Sunday, December 31st, 2017
The Conference of Rulers in session in October. Malaysia’s constitutional monarchy is unique in that it has nine hereditary rulers, each representing a state, and they elect among themselves a brother ruler to serve as the king for a period of five years. BERNAMA PI

MONARCHY as a form of absolutism in governance is known by a variety of names from the time of its inception.

In a primitive setup, the functions of absolutism (monarchy) was wielded by the Shaman or the head of the clan.

As communal society evolved, that function took on new forms and names, such as the “High Priest” and “The Oracle”, who held absolute power for he was the judge, jury and executioner. Such ancient forms of governance usually had a spiritual aura to back their actions, giving them a kind of divine status.

In short, none dared challenge them for fear of retribution from the spirits.

As man gained knowledge, their communal organisation evolved and became structured with definite guidelines for social, cultural and spiritual engagements. The extent of the involvement of the masses in having a free will to determine their lifestyle and existence and the nature of control over them indicated the form of governance. It ranged from dictatorship, monarchy, oligarchy to democracy.

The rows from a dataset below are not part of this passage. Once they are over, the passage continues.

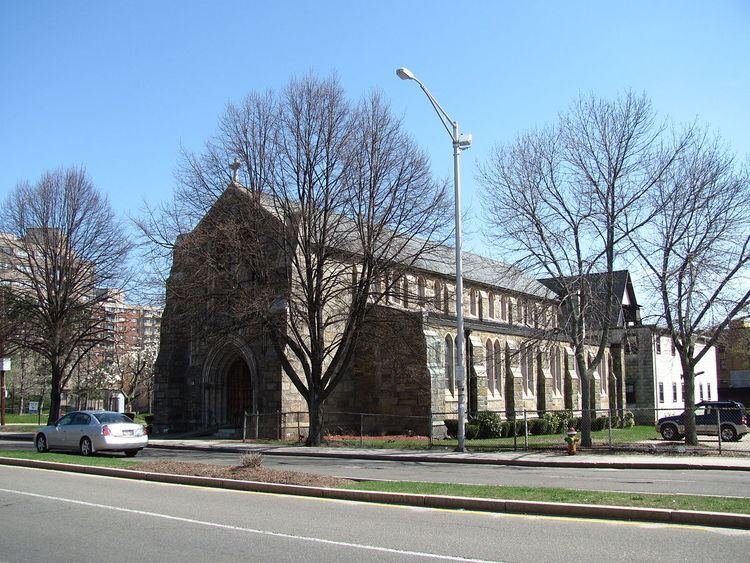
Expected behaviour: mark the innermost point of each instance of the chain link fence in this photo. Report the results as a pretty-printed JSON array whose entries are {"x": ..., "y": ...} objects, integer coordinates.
[{"x": 719, "y": 429}]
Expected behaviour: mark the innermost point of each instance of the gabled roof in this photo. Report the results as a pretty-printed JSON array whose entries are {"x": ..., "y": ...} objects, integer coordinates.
[
  {"x": 438, "y": 259},
  {"x": 624, "y": 305}
]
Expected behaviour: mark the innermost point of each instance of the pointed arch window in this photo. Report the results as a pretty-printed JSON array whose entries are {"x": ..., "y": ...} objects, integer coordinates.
[
  {"x": 498, "y": 366},
  {"x": 450, "y": 374},
  {"x": 420, "y": 290},
  {"x": 489, "y": 360}
]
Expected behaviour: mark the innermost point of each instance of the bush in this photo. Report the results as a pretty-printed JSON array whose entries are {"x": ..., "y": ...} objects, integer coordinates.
[
  {"x": 628, "y": 421},
  {"x": 472, "y": 431},
  {"x": 489, "y": 423},
  {"x": 451, "y": 427},
  {"x": 251, "y": 459},
  {"x": 600, "y": 423}
]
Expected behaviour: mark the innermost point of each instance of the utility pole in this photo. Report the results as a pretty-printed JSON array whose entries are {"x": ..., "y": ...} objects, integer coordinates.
[{"x": 4, "y": 366}]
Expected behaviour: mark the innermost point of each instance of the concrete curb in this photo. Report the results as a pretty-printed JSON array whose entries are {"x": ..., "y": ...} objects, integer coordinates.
[
  {"x": 665, "y": 516},
  {"x": 417, "y": 458}
]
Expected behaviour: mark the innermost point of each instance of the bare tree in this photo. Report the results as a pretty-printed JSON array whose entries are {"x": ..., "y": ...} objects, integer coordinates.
[
  {"x": 130, "y": 371},
  {"x": 339, "y": 200},
  {"x": 66, "y": 243},
  {"x": 562, "y": 201},
  {"x": 697, "y": 251}
]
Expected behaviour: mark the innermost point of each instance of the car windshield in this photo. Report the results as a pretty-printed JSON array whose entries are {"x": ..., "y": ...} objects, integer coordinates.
[{"x": 112, "y": 417}]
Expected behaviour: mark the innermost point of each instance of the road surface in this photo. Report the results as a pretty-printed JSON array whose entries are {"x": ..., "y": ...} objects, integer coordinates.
[
  {"x": 722, "y": 483},
  {"x": 54, "y": 516}
]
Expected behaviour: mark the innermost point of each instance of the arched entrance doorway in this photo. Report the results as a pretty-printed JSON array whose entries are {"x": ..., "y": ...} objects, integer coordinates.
[
  {"x": 239, "y": 395},
  {"x": 229, "y": 384}
]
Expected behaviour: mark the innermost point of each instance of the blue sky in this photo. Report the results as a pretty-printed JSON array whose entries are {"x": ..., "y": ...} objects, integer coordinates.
[{"x": 118, "y": 87}]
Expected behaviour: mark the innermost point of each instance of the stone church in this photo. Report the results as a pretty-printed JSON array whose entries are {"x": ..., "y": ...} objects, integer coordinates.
[{"x": 404, "y": 366}]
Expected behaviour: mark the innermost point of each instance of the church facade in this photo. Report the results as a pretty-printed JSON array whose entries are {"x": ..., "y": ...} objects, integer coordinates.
[{"x": 404, "y": 367}]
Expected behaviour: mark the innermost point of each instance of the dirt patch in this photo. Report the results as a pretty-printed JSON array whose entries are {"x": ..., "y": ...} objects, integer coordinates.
[{"x": 261, "y": 474}]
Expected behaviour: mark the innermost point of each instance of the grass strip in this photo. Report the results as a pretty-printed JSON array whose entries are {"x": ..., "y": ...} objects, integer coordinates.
[
  {"x": 100, "y": 460},
  {"x": 543, "y": 494}
]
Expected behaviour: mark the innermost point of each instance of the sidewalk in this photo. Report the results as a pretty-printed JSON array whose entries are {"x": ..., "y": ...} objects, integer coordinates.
[{"x": 527, "y": 458}]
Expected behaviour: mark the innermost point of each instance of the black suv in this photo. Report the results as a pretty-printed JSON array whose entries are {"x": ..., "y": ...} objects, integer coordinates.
[{"x": 707, "y": 413}]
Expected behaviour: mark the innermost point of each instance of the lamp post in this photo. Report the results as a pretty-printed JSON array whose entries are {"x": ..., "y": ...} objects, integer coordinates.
[{"x": 460, "y": 142}]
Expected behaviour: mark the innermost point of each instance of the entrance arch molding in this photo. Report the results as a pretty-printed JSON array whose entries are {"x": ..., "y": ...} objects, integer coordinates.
[{"x": 214, "y": 378}]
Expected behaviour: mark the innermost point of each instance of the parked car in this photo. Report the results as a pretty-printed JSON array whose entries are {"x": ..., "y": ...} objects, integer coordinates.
[
  {"x": 92, "y": 431},
  {"x": 731, "y": 414}
]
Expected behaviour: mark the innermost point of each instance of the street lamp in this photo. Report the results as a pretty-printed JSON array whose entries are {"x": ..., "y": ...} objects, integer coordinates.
[{"x": 460, "y": 142}]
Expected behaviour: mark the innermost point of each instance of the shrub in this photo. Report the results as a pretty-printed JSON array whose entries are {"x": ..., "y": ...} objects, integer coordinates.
[
  {"x": 600, "y": 423},
  {"x": 451, "y": 426},
  {"x": 489, "y": 423},
  {"x": 472, "y": 431},
  {"x": 252, "y": 460},
  {"x": 628, "y": 421}
]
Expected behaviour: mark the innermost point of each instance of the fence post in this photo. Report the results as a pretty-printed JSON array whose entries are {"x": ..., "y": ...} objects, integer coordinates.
[
  {"x": 525, "y": 431},
  {"x": 429, "y": 430},
  {"x": 718, "y": 427},
  {"x": 244, "y": 426}
]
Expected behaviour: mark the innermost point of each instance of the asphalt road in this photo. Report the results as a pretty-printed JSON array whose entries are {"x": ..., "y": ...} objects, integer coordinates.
[
  {"x": 53, "y": 516},
  {"x": 724, "y": 483}
]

Dictatorship is rule by one individual who manipulates the mechanism of governance to remain in power and he is not accountable for his actions.

Peoples’ lives are closely regulated and monitored in such a system to conform to the dictates of the leadership. Religion is often used to maintain and legitimise such a system.

In an oligarchy, an elite group, whether a rich family dynasty, religious groups, military or rich traders, controls the state or country.

Such a system is usually tyrannical and oppressive to keep the masses in line.

Monarchy is a governance by a royal family, usually a dynasty with the patriarch as the monarch.

The extent of their control designates the nature of the different monarchies.

In a crowned republic, the power of the monarch is symbolic, while he has complete autocratic control in an absolute monarchy. In a constitutional monarchy, his power is restricted.

Democracy had its roots in the Greek city states around the 5th century BC. But, it was not a full-fledged democracy as women were not allowed to vote and an elite class held sway over governance.

Western-style democracy originated in classical Athens and the Roman Republic. But, before the 2nd century BC, the Roman emperors were absolute monarchs.

Monarchy was the most common form of government in Europe until the 19th century, when most of these countries converted to constitutional monarchy.

Before the advent of colonialism, most Southeast Asian countries were absolute monarchies that practised feudalism of governance, which divided the people mainly into nobility, landed proprietor and peasant.

In this region, absolute monarchy was based on the concept of Devaraja, in which the monarch was regarded as a demi-god or was bestowed with divine powers. He reigned supreme and exercised absolute power over the people and his lands, as well as over all matters of governance.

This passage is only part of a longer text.